Homelab

So, you want the joys of being a sysadmin at home to huh?

After finishing a day of hard work being the best sys admin you can at work, who would want nothing more then doing it all over again at home! :)

Cynicism aside, labbing at home can be very fun and rewarding, both for improving life at home with additional services in your life (be it Jellyfin to centralise all your home media, or HomeAssistant helping bridge the gaps that come with IoT devices), as well as also to learn and develop your skills as an IT professional.

Feel like stepping foot into Linux tonight? Cool! Make a new VM with Ubuntu Server and get going!

Want to try your hand at SIEM? Sweet! Spin up a Wazuh instance and lets get started pushing agents out onto all your endpoints at home!

My homelab

Currently, my homelab is very simple. Its just a single server running TrueNAS Scale bluefin. This server is responsible for all my NAS storage as well as docker containers in my network. This also serves as my TailScale gateway into the home network for remote access via my TailNet.

The server itself is a old Cisco C220 M4. I have 3x 12TB drives in it with the ZFS equivilent of RAID5 and a 1TB SAS HPE disk for the TrueNAS OS itself. Also upgraded the server with a real mix match of RAM to bring it to a total of 32GB (have had alot of issues getting it past 32GB…)

Main docker containers I have in my network would be TailScale for remote access via my TailNet, Jellyfin for all of my media managment/access needs and code-server so I can have VSCode in a web browser for my iPad as well as so I can work on the same thing on multiple devices for any light code projects I am working on.

I have found this to work well enough for the day to day needs of myself plus the home. I have tried to use Home Assistant via Docker also but have found the limitations to tricky to work with and instead am looking to just make a dedicated VM for this sometime in the future, or buy a Raspberry Pi for this (once those things become avalible again)

Apart from the above, I do also have a old HPE and Dell server kicking around both with reasonble specs for a ESXi lab, however, these only ever get turned on for when my labbing needs require it and mainly just get scrapped for parts for the Cisco or collect dust sadly. Power bills unfortunetly stopping me from running a 24/7 mini DC in my garage + the noise dosnt help with any approval from the missess ;)

Tips

If you are ever considering TrueNAS for your NAS needs, I strongly recommend running it in a VM. If I could go back, that server would be running in ESXi or Hyper-V or Proxmox (depending how I felt in the moment, but most likely the free version of ESXi) and been virtualised.

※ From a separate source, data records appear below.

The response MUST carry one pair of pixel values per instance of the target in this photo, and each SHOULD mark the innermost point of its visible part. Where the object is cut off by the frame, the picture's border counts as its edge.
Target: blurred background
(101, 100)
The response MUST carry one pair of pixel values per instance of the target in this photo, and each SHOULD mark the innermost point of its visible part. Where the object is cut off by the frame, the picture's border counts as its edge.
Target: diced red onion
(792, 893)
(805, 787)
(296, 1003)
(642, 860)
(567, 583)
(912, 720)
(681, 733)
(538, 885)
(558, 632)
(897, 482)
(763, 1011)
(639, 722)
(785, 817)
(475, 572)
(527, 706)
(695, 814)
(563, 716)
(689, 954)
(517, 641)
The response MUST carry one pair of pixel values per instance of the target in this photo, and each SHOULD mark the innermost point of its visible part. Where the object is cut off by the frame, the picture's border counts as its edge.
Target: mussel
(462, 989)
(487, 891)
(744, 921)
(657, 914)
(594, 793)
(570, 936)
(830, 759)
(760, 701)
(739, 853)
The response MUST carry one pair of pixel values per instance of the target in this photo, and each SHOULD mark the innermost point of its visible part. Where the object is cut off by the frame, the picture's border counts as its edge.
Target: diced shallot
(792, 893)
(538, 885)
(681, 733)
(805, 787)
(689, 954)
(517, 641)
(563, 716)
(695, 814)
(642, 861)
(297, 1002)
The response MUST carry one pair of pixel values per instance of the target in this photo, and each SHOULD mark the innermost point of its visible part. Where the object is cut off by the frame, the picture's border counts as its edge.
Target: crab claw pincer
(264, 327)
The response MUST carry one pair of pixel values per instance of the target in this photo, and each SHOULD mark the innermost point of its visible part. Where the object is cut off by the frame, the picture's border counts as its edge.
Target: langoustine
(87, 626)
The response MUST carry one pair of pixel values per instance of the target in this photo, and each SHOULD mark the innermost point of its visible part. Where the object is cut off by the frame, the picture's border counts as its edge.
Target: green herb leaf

I find that the VM capabilies of Scale to be to unreliable despite just being a pretty UI for QEMU, so any VM work I could have done on this server is now out the window. As this is the case, I am stuck with either Docker containers or instead, having to use another device for VM work such as my local PC or another one of the servers.

Only thing to note on this would be to ensure you pass the disks through the hypervisor and direct to the VM, as ZFS gets very fussy if you dont do this and can leave to instability with the raid and potentially crash your raid.